- Donald Trump menyatakan rencana strategis transisi kekuasaan Iran pada 1 Maret 2026 pasca operasi militer AS-Israel.
- Operasi militer gabungan AS dan Israel berhasil melumpuhkan struktur kekuasaan tertinggi, menewaskan Ayatollah Khamenei.
- Trump mendesak rakyat Iran mengambil alih negara dan mengancam personel keamanan yang menolak menyerah tanpa syarat.
Melalui sebuah pidato video yang disiarkan secara luas, Trump mendesak warga Iran untuk segera bangkit dan mengambil alih kendali negara mereka dari sisa-sisa rezim yang ada.
"Saya menyerukan kepada semua patriot Iran yang mendambakan kebebasan untuk memanfaatkan momen ini untuk berani, gagah, heroik, dan merebut kembali negara Anda.
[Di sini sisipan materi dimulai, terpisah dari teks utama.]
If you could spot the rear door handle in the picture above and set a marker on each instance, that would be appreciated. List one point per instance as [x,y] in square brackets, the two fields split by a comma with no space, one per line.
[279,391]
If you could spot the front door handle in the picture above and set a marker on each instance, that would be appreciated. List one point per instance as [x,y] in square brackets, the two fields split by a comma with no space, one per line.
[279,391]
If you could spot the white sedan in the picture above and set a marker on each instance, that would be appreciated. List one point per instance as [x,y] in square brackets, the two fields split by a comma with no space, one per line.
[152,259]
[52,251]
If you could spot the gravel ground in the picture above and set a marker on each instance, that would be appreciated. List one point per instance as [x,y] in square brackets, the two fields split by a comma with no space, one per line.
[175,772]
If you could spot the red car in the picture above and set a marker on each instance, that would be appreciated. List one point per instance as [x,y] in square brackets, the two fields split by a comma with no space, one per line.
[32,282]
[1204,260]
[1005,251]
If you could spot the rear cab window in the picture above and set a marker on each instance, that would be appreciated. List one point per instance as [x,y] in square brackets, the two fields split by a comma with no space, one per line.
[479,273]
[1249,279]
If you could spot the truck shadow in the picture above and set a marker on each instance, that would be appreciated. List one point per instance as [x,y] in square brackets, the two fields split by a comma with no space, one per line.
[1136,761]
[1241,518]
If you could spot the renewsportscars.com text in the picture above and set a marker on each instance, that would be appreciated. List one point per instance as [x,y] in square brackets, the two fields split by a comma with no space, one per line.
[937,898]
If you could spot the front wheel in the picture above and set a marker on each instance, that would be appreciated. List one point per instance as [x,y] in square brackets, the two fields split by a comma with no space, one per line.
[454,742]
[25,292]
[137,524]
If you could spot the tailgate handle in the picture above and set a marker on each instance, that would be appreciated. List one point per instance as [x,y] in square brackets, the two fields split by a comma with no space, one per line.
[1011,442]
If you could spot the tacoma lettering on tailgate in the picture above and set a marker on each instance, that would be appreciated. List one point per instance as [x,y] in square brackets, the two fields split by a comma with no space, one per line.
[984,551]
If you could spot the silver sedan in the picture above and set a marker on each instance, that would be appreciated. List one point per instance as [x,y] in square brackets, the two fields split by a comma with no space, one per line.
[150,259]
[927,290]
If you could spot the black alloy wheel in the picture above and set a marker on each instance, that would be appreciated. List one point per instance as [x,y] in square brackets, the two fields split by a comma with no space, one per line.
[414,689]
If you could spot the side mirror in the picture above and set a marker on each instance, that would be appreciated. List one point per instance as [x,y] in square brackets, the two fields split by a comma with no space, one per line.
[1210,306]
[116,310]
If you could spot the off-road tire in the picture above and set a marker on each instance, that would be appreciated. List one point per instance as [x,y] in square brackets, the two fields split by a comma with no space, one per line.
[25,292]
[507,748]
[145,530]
Amerika bersama Anda," kata Trump dalam pidato video tersebut.
Seruan Trump ini dinilai sebagai upaya untuk memicu revolusi internal guna mempercepat runtuhnya sistem pemerintahan lama.
Di saat yang sama, militer Amerika Serikat terus meningkatkan tekanan psikologis dan fisik terhadap kekuatan pertahanan Iran yang masih tersisa.
Markas besar Garda Revolusi (IRGC), yang selama ini menjadi tulang punggung kekuatan militer dan politik Iran, dilaporkan telah hancur total akibat gempuran militer AS.
Seiring dengan hancurnya pusat komando tersebut, Trump mengeluarkan peringatan keras kepada seluruh personel keamanan Iran yang masih aktif.
Ia memberikan pilihan tegas antara menyerah secara damai atau menghadapi konsekuensi fatal di medan tempur.
"Saya sekali lagi mendesak Garda Revolusi, militer dan polisi Iran untuk meletakkan senjata Anda dan menerima kekebalan penuh atau menghadapi kematian yang pasti," katanya.
Pernyataan ini merupakan bagian dari strategi maximum pressure yang diterapkan Trump untuk meminimalisir perlawanan bersenjata di sisa-sisa wilayah Iran.
Baca Juga: Eskalasi Timur Tengah Memanas, Inggris Bersiap Evakuasi 94.000 Warganya
Trump menekankan bahwa tidak akan ada ruang negosiasi bagi mereka yang tetap memilih untuk melakukan perlawanan terhadap pasukan koalisi.
"Itu akan menjadi kematian yang pasti. Itu tidak akan menyenangkan," kata Trump masih dalam video yang sama.
Situasi geopolitik ini kini menjadi perhatian utama masyarakat dunia, termasuk di kota-kota besar Indonesia, mengingat dampak ekonomi dan keamanan global yang bisa ditimbulkan.
Dengan tewasnya tokoh-tokoh kunci seperti Khamenei dan Ahmadinejad, serta hancurnya markas elit Garda Revolusi, peta kekuatan di Timur Tengah dipastikan akan berubah secara permanen di bawah bayang-bayang intervensi politik Donald Trump.